Messaggio da ugo.albano »

Vedo che la frase ha fatto effetto!!!

Dico la mia: onnipotenza ed impotenza sono i due paradigmi tipici dell'aiuto "spontaneo" (intendo i volontari, ma anche l'esercizio semiprofessionale).

ONNIPOTENZA: non ha un'accezione negativa, tutt'altro! Onnipotenza vuol dire "andare oltre i limite del possibile". Nell'aiuto significa scommettere su percorsi che, razionalmente, sarebbero impensabili. Questa onnipotenza (positiva) io la vedo molto presente nel volontariato cattolico, dove si scommette "oltre al razionale" appunto perchè si sa di muoversi su binari "extrarazionali" (la fede).

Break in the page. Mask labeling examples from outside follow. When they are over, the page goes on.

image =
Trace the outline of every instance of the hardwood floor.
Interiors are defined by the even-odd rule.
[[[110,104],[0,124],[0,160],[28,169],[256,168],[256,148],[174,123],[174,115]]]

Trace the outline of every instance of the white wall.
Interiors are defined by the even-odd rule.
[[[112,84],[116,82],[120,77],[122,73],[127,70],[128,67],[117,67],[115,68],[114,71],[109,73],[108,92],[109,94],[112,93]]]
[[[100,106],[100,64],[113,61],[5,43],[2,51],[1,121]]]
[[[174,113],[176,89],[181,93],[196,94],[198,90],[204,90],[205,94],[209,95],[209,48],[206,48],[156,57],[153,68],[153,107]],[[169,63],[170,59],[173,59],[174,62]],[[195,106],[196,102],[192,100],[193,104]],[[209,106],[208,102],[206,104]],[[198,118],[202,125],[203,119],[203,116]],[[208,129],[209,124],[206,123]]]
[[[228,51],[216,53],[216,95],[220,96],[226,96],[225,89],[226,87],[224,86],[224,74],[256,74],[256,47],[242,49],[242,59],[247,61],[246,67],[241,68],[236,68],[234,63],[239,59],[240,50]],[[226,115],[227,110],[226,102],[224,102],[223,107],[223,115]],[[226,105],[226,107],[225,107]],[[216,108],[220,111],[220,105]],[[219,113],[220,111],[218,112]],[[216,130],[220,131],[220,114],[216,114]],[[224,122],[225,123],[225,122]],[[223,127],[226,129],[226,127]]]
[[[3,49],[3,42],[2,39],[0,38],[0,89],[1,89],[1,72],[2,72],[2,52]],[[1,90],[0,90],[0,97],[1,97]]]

IMPOTENZA: è storicamente l'atteggiamento di chi sa che la realtà và dove vuole, con o senza il suo contributo. Nell'aiuto significa accettare che l'azione sull'altro è inefficace, in quanto il "fenomeno" prevale sul "caso singolo". E' un atteggiamento molto diffuso tra i politici, i quali, consci del fatto che i fenomeni sociali possono venir poco gestiti, semplicemente accettano che "è così" e basta.

Noi assistenti sociali dobbiamo sapere di essere tra questi due fuochi. Chi però si definisce "professionista" dovrebbe non farsi "sparare" da questi due fuochi, ed oscillare verso l'uno o l'altro atteggiamento, bensì avere una propria posizione. PER ESEMPIO essendo consapevoli dei due fronti. PER ESEMPIO scegliendo su quali situazioni "scommettere", su quali no. PER ESEMPIO fotografando se stessi di fronte a questi atteggiamenti e ponendoci questa domanda: "ma io, sono tendenzialmente onnipotente o impotente???"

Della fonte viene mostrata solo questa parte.